Throughout her relatively brief career, aviatrix Katherine Stinson wowed crowds around the world, set multiple distance and endurance records and paved the way for future women pilots , including younger sister Marjorie, to follow.
The first of four children in a family that would become deeply entrenched in aviation history, Katherine was born in Fort Payne, Alabama, on February 14, 1891, more than a decade before the Wright brothers famed flight. Raised in Mississippi and eager to pursue a music career, a young adult Katherine became enthralled by the large sums of money paid to barnstormers and exhibition flyers. She conspired to learn to fly in order to finance music training in Europe.
Aviation was in its infancy and piloting was considered adventurous, dangerous, and certainly not ladylike. Convincing her father to help pay for flying lessons was only half the battle; she then had to persuade Chicago’s pioneering instructor Max Lilgenstrand (Max Lillie) to teach her to fly. These hurdles crossed and the family piano sold to pay for lessons in Lillie’s Wright B, Katherine became the fourth American woman to earn a pilot license on July 24, 1912, at the age of 21.
A year later, Katherine was sworn in as the first woman airmail carrier and dropped a mail bag into the Montana State Fair. When air mail became regular service in 1918, Katherine was again the first woman carrier, flying a route from Chicago to New York. She also flew the first air mail route in western Canada, from Calgary to Edmonton.

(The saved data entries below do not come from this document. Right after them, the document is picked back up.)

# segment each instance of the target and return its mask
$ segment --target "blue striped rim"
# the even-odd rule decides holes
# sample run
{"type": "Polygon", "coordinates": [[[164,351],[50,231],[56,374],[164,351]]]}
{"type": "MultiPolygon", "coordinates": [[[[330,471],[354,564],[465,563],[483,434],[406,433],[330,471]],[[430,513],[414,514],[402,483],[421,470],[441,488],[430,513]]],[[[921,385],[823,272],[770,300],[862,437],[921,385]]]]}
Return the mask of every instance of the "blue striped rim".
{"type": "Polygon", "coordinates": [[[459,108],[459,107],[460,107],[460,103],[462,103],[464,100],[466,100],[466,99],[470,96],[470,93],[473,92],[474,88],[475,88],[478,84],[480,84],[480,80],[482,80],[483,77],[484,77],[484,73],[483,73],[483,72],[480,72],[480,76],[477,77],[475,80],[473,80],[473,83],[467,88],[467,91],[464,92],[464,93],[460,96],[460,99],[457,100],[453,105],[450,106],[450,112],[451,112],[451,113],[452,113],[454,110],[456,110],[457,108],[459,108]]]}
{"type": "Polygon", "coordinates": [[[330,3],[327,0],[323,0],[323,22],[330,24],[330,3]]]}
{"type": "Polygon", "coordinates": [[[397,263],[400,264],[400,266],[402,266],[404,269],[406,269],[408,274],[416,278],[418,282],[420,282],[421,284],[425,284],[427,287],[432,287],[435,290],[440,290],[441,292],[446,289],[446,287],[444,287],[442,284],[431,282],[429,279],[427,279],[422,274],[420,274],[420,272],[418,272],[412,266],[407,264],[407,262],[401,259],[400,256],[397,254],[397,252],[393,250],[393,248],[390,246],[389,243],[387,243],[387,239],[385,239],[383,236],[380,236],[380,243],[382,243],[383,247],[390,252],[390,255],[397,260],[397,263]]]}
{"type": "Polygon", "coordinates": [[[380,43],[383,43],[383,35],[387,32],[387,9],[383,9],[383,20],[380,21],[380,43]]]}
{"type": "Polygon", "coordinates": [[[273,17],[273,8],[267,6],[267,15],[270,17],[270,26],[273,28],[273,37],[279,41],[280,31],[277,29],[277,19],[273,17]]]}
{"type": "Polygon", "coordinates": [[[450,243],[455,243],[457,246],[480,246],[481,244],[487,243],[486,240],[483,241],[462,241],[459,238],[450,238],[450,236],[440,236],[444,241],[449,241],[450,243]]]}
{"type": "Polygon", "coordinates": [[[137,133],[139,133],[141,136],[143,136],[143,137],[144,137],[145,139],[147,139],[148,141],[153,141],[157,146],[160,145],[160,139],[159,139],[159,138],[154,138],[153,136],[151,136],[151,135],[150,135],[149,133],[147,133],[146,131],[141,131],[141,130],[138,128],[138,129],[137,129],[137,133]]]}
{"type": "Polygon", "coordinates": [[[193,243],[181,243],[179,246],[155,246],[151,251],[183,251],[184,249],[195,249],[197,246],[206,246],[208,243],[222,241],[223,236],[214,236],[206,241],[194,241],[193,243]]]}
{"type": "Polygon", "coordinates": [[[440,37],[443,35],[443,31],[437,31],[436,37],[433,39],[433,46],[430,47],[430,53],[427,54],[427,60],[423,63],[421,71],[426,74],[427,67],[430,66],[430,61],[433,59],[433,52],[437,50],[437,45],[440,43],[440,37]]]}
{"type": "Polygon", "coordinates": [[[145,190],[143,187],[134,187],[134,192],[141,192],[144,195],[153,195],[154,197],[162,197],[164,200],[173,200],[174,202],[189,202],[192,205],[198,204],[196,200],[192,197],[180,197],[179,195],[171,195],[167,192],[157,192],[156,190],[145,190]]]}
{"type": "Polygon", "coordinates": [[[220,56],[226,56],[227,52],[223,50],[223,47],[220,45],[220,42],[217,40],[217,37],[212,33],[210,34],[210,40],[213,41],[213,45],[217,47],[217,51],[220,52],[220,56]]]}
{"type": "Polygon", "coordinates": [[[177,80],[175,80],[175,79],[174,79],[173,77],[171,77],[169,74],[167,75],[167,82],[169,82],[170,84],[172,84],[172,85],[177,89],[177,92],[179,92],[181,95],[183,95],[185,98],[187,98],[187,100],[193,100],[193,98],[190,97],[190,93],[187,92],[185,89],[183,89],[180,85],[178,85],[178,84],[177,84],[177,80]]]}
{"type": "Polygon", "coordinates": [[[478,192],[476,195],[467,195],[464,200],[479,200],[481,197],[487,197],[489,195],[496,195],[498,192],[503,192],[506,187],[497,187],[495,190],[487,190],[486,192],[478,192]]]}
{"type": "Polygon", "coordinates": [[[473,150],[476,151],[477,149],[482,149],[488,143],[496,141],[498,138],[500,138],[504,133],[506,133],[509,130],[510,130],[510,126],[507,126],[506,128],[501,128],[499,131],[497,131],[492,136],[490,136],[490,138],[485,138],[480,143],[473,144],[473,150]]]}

The Chicago-New York flight turned out to be quite the adventure. Katherine hoped to make the flight in one day, thereby setting a world non-stop distance record, but was low on fuel and had to land short at Binghamton, New York. A rough landing in the muddy landing strip damaged the propeller and a wingtip; the resulting repairs delayed the completion of the mission by a week. Still, the 783-mile, 11-hour flight broke her own American endurance record, set the previous year, and set a new American distance record.
Sister Marjorie and brothers Eddie and Jack soon followed in her footsteps and the family founded a flight school in San Antonio, Texas, in 1915. The brothers kept the airplanes in good working order, their mother handled the business side of things, and the sisters trained a group of Canadian cadets (later known as the Texas Escadrille) for missions in World War 1.

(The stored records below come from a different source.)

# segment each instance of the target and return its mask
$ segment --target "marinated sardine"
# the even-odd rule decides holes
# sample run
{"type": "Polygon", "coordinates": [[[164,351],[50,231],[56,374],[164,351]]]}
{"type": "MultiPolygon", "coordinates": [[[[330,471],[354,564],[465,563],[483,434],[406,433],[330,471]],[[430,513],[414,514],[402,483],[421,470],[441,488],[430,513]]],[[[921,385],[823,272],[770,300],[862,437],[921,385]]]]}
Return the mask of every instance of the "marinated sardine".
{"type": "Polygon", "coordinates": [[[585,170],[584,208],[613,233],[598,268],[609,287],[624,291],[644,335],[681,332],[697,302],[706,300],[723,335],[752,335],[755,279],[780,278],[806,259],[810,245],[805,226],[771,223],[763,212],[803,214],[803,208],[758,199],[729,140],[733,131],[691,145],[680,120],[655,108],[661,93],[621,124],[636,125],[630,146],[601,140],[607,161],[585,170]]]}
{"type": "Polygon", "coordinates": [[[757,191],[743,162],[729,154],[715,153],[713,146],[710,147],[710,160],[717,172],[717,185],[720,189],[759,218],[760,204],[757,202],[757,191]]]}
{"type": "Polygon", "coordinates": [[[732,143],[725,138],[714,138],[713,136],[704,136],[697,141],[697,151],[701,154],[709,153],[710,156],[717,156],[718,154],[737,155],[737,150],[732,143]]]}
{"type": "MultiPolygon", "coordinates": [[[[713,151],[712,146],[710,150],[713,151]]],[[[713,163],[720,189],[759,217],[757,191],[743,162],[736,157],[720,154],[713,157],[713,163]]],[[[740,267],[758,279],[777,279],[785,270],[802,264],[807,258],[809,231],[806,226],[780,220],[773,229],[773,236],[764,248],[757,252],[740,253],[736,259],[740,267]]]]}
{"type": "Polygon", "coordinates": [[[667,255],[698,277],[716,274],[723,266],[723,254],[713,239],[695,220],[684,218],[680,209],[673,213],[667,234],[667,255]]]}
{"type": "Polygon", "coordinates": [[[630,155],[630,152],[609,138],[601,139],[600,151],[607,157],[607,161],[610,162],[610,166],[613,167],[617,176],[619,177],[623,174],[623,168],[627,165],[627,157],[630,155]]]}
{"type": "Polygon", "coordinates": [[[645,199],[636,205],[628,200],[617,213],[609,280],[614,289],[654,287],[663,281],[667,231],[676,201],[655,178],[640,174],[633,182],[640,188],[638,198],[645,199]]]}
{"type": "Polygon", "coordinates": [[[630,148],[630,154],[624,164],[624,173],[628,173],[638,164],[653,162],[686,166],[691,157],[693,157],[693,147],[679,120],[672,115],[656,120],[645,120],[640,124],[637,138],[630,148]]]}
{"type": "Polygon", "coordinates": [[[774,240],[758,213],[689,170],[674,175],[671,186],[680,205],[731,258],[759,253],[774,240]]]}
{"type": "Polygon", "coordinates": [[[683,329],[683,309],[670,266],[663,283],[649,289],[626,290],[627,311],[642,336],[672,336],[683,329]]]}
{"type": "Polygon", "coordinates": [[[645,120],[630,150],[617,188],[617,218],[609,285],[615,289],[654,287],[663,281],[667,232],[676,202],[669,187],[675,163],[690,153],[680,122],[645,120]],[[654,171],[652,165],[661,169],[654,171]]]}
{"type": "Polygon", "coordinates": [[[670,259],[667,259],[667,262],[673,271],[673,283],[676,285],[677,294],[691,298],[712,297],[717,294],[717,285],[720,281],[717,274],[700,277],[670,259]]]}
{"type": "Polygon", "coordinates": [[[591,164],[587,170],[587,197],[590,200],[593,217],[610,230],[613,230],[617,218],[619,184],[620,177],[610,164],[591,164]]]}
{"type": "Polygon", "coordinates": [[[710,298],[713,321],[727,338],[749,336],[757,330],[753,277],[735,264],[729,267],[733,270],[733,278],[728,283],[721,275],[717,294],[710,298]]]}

Performing at exhibitions as “the Flying Schoolgirl,” Katherine and her sister Marjorie used the circuit to raise money for the Red Cross’s war effort. On July 18, 1915, at Chicago’s Cicero Field, the same airport where she learned to fly, Katherine became the first woman to perform a loop. She later became the first woman to solo at night and to perform sky writing.
She broke Ruth Law’s distance record in 1917 with a 606-mile flight from San Diego to San Francisco. She also set Canadian distance and endurance records..
Perhaps the highlight of Katherine’s performing career was her 1917 tour of the Orient. Enthralled throngs in Japan and China watched her skillfully execute difficult maneuvers in her Laird biplane. Fans showered her with gifts.
Well known around the world as a daring stunt pilot, Katherine caught people off guard when they saw her in person. Petite at just over 100 pounds, feminine, and attractive by all accounts, she hardly looked like the brash daredevil she was reputed to be.
In 1917, the government banned civilian flying and the Stinson flight school was shuttered. A confident and competent pilot, Katherine unsuccessfully tried to enlist as a pilot in World War One. Rejected, she drove an ambulance and occasionally flew for the Red Cross in France.
After the war, she returned to flying air mail until she contracted tuberculosis in 1920. The illness put an end to her flying career. Katherine later married Miguel (Michael) Antonio Otero, Jr., a former World War One pilot who later became a judge in Santa Fe, New Mexico. Katherine was an award-winning architect, designing homes in Santa Fe, where she died in 1977 at 86 years of age.
Sister Marjorie was the ninth (and youngest at 18) American woman to earn a pilot license and later became the only woman in the U.S. Aviation Reserve Corps. Brother Jack was also a pilot and aircraft mechanic. Brother Eddie went on to found the Stinson Aircraft Company.